For the revised ordinance to be introduced, it needed at least six votes from the council. Council members Michael Sottolano, Nidia Lopez, Steven Fulop, Peter Brennan, William Gaughan, Viola Richardson, and Diane Coleman all voted on Wednesday to introduce the revised proposal. Councilmen David Donnelly and Rolando Lavarro Jr. did not attend the special council meeting and thus did not vote on the measure.
A public hearing on the measure and vote for final adoption will be held at the council’s next meeting on Wednesday, Dec. 19 at 6 p.m.
The amount of money owed to retirees is only a small part of the city’s annual expenditures. The municipal budget for 2012 is $486 million.
Kelly: An ‘ugly’ issue
According to City Business Administrator Jack Kelly, who made a presentation to the City Council during the special session, the city has seen a dramatic increase in the number of retirees over the past two years.
“We have an issue that is ugly to begin with, and that is the issue of terminal leave,” Kelly told the Reporter after the vote. “In 2010, the state legislature was talking about capping or eliminating terminal leave. As a result, there was an inordinate amount of people who retired. In 2010, we had 303 people who were eligible to retire. In 2011, we were down to 174 because 129 of them got nervous and they all packed it in.”
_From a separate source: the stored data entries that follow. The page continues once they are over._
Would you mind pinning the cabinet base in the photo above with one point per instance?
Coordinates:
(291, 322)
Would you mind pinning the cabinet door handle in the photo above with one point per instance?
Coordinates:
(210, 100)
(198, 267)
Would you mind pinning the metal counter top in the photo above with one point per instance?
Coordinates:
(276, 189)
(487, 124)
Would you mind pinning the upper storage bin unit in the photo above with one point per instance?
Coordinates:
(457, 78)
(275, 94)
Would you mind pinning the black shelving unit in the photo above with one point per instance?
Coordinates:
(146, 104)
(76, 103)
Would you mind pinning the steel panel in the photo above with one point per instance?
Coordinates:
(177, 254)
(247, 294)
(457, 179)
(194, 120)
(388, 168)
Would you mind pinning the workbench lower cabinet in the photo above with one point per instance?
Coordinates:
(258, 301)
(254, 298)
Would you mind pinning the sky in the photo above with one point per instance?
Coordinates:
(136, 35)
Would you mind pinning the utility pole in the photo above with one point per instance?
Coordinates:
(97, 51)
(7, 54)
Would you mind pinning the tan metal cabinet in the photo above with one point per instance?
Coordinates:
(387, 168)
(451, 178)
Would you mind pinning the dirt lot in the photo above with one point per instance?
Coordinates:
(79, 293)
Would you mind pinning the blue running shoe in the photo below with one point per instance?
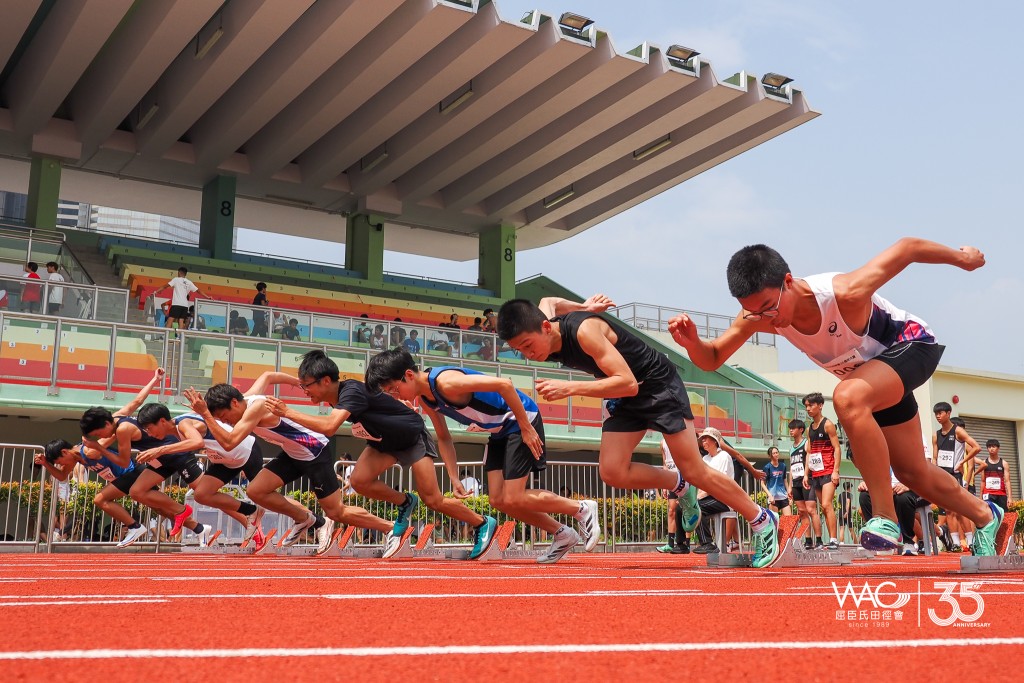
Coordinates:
(984, 538)
(484, 532)
(881, 534)
(406, 513)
Terminal leave is any unused sick leave that workers accrue during their years of employment. In many municipalities senior employees who have been on the job for 20 years or more can sometimes have hundreds of unused sick days by the time they are ready to retire. When employees are owed payouts for their unused days, these payouts can top $100,000 or more.
The trend now is to cap or eliminate such terminal leave payments, and as a result, many municipal employees who have a lot of time accrued are choosing to retire.
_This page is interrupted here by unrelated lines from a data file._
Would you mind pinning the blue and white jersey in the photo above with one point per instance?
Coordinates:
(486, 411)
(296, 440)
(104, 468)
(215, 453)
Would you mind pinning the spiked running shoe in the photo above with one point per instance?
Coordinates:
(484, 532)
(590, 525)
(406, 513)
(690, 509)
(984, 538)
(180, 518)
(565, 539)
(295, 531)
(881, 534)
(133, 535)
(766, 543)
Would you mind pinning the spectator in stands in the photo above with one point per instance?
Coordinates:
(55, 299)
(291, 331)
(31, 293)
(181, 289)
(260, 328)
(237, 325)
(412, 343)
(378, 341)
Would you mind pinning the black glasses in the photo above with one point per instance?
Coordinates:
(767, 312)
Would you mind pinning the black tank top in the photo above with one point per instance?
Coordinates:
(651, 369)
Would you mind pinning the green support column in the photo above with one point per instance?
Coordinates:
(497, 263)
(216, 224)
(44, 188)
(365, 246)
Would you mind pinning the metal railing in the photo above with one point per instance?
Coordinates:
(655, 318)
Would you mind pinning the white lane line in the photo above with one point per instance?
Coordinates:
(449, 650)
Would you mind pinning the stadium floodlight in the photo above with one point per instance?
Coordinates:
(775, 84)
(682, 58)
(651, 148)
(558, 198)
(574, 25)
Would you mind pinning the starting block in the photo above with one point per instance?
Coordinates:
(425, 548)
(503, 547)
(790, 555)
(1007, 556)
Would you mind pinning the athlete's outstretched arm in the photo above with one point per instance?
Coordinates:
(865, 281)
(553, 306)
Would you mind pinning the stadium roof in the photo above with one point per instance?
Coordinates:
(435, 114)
Before the surge in retirements, Kelly said, the city had been spending about $4.5 million annually on terminal leave benefits for its retirees. By last year, however, this amount ballooned to $9.5 million. To address the problem, the city has, since 2010, chosen to borrow money rather than levy taxes to meet its terminal leave commitments. Under state law, these commitments can be financed over a period of five years.
Kelly noted that these commitments will decrease over time, since fewer municipal employees will be eligible for retirement in the coming years, and terminal leave payments are already being phased out. The city, he said, has been working to eliminate terminal leave by addressing the issue in its collective bargaining contracts that come up for renegotiation.
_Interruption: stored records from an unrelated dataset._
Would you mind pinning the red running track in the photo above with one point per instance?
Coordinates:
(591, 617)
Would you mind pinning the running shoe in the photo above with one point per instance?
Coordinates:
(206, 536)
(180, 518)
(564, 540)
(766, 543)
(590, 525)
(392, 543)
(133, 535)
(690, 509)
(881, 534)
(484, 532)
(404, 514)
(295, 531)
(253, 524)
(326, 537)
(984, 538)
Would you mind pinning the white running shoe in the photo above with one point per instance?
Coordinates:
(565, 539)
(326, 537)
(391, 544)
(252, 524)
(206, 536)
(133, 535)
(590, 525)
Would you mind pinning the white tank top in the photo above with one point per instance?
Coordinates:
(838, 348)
Fulop to Kelly: ‘Show me the budget’
Despite the successful introduction, some council members still have concerns with the revised proposal and it’s unclear whether it will garner enough votes to pass on Dec. 19.
“I’m going to vote to introduce,” said Councilman Steven Fulop, who is running for mayor next year. “But by no means should this be taken as a vote to adopt. There’s no budget yet. So, whether it’s $40, $67, there’s no revenue. There are no expenses. We haven’t done a budget yet for next year. The argument is, if you’re going to increase $40 or $67, then by the same token you should be able to say to the business administrator, ‘Let me see the entire budget.’ It should be a working document, if that’s the case. You can’t just pull one thing out of the air and say, ‘This is going to cost this [amount of money] if we don’t pass this.’ It doesn’t work that way.”
Councilwoman Viola Richardson also expressed a preference for spreading out the retirement debt over five years in equal payments, rather than paying off a third of the debt in the first year.
According to Kelly, this loan would not affect the state’s mandatory 2 percent tax increase cap since “debt is excluded from our cap.”